Ongoing Research Projects

The International Multi-Centre ADHD Genetics (IMAGE) Project

  • Principal Investigator (PI): Stephen V. Faraone
  • Samples: 4061 subjects comprising 958 parent-child trios and small nuclear families with at least one child or adolescent proband affected by Attention-Deficit/Hyperactivity Disorder (ADHD).
  • Description: The Principal Investigator successfully applied for and was chosen to participate in the Genetic Association Information Network (GAIN) initiative supported by the Foundation for the National Institutes of Health for a genome-wide association scan of the IMAGE sample. The GAIN program will fund a 600,000 tag SNP genome-wide association scan of 958 parent-child trios from the project. As of this writing, the scan has been completed, and the data are currently being cleaned by NCBI. Several candidate genes have also been evaluated for association with ADHD in the IMAGE sample.

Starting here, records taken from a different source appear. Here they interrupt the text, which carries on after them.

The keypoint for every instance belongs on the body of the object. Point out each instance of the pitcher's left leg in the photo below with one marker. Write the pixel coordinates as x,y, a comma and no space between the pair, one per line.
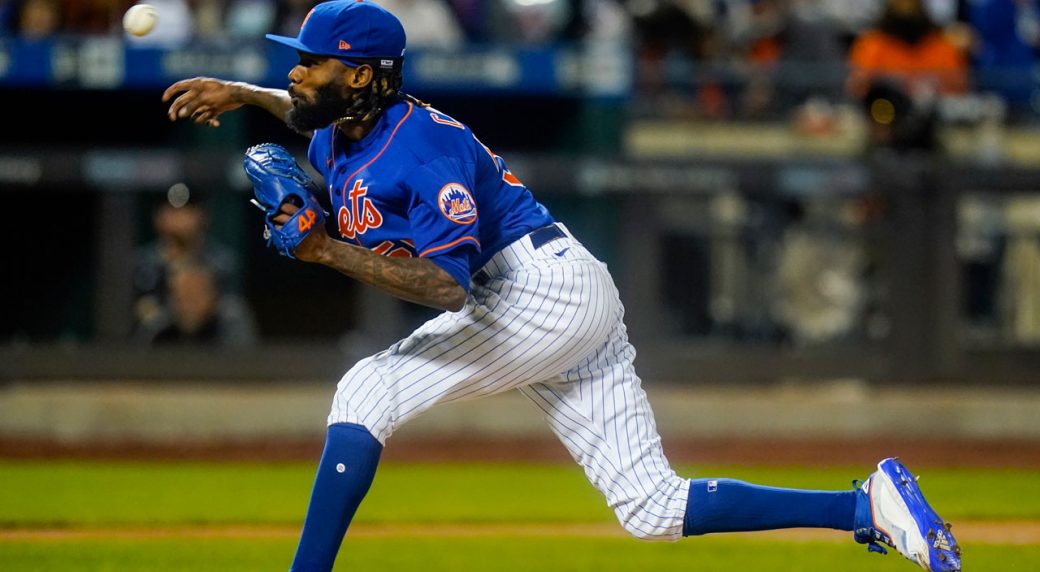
603,417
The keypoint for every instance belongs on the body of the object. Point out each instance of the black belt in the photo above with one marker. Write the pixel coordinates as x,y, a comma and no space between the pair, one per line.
539,238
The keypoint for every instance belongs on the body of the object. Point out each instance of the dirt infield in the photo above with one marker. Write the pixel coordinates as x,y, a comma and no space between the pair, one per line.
1023,455
1007,533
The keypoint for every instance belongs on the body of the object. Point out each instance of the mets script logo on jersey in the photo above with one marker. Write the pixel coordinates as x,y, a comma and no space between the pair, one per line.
457,204
361,215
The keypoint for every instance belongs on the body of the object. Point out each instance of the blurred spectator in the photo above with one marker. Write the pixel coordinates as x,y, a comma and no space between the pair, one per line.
897,122
250,19
797,50
289,15
525,22
427,23
672,37
181,225
198,313
910,48
37,19
95,17
1007,36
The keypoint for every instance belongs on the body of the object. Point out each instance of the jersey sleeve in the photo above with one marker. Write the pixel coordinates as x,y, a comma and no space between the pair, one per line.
443,215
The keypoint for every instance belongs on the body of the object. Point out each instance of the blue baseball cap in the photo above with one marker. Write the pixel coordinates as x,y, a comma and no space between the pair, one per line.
348,29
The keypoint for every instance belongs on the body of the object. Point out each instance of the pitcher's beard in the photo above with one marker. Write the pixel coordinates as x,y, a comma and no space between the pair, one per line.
329,106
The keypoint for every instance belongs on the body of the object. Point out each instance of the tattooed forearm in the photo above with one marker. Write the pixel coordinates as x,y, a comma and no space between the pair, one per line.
416,280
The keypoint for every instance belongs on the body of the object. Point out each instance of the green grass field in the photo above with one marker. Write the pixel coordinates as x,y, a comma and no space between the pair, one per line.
164,516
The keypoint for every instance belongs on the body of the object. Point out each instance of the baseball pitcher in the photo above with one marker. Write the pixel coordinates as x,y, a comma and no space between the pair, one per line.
423,210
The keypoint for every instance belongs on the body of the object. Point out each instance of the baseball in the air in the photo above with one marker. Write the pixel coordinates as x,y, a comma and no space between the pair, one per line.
139,20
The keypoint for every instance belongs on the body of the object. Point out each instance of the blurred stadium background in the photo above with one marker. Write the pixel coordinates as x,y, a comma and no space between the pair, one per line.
808,248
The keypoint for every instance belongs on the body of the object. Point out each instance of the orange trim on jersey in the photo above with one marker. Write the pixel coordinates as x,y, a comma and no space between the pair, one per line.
378,155
449,244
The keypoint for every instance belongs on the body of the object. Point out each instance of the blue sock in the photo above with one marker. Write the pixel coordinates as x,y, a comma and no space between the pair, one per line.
343,477
727,505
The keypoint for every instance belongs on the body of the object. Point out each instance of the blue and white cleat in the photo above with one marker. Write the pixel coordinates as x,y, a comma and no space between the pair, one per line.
891,510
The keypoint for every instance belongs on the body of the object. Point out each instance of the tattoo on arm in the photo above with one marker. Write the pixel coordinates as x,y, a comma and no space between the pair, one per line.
416,280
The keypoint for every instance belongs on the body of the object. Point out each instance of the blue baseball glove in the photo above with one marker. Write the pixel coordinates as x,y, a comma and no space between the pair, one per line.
278,179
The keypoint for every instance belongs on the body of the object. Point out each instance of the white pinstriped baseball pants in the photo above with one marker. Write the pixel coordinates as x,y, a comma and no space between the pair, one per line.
549,323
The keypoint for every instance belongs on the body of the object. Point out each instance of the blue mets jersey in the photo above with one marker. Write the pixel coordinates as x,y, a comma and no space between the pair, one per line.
421,184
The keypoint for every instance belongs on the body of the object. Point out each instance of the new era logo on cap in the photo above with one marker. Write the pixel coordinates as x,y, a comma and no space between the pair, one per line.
348,28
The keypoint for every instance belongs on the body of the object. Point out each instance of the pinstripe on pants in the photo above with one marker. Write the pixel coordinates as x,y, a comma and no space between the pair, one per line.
551,326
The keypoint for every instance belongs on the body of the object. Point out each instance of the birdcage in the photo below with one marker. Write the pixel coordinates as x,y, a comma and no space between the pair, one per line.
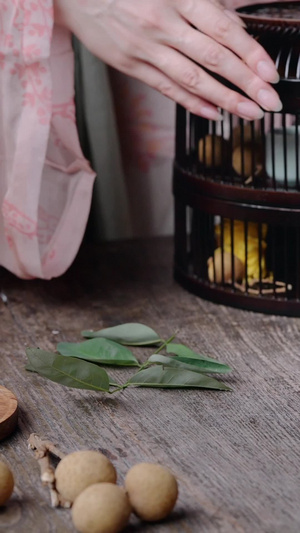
237,187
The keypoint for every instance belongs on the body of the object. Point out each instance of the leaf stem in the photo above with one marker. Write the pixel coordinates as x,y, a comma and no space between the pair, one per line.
165,343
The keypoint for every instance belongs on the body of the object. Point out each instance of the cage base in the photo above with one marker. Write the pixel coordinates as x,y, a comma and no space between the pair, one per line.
217,294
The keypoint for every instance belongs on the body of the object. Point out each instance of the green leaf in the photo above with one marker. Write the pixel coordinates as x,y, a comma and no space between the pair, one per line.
195,365
184,352
68,371
99,350
29,368
132,334
157,376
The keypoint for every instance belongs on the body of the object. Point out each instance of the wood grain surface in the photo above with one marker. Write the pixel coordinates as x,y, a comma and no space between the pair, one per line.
8,412
236,454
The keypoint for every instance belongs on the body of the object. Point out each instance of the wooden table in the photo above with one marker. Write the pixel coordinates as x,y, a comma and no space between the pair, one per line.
236,454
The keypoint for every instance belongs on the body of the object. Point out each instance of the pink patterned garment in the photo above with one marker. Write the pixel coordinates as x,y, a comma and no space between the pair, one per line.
45,182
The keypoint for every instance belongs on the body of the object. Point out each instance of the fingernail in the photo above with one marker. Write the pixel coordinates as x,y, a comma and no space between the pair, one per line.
269,100
249,111
210,113
235,17
267,71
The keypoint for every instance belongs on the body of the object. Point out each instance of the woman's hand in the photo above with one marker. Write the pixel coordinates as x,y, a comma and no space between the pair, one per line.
173,45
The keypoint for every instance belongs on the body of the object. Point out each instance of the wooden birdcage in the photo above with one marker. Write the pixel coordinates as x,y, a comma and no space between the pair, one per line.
237,187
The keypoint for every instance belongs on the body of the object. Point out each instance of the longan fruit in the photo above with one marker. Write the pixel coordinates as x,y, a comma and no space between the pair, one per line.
77,470
6,483
152,490
101,508
216,150
242,159
239,267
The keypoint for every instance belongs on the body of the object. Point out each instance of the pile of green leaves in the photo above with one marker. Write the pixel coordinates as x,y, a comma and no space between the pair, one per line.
79,364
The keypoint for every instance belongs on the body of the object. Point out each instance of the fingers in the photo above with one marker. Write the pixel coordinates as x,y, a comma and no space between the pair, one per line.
196,81
213,21
162,83
218,59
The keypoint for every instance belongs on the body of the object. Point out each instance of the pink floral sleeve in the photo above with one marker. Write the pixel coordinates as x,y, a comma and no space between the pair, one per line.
45,182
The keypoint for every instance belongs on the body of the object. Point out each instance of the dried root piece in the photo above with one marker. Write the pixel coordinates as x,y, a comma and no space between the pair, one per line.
43,450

Pharmacogenomics of ADHD: Evaluation of the Safety, Tolerability, and Efficacy Response to Daytrana™ (methylphenidate transdermal system) as Determined by a Multivariate Genomic Analysis in Children Aged 6-12 with Attention Deficit Hyperactivity Disorder (ADHD)

  • PI: Stephen V. Faraone
  • Samples: 2,000 subjects with ADHD whose symptoms are being treated with medications provided by Shire Pharmaceuticals, and 2,000 control subjects obtained by Dr. Faraone.
  • Description: This project is ongoing, with comparisons planned to detect risk genes for ADHD (by comparing allele frequencies in controls and affected cases) and genes that influence treatment response, including efficacy and adverse events. All individuals will be evaluated at over 500,000 SNPs on the latest Affymetrix platform, and candidate genes emerging from this initial screen will be supplemented by additional haplotype-tagging and functional SNPs in their vicinity by additional genotyping on the SNPlex protocol.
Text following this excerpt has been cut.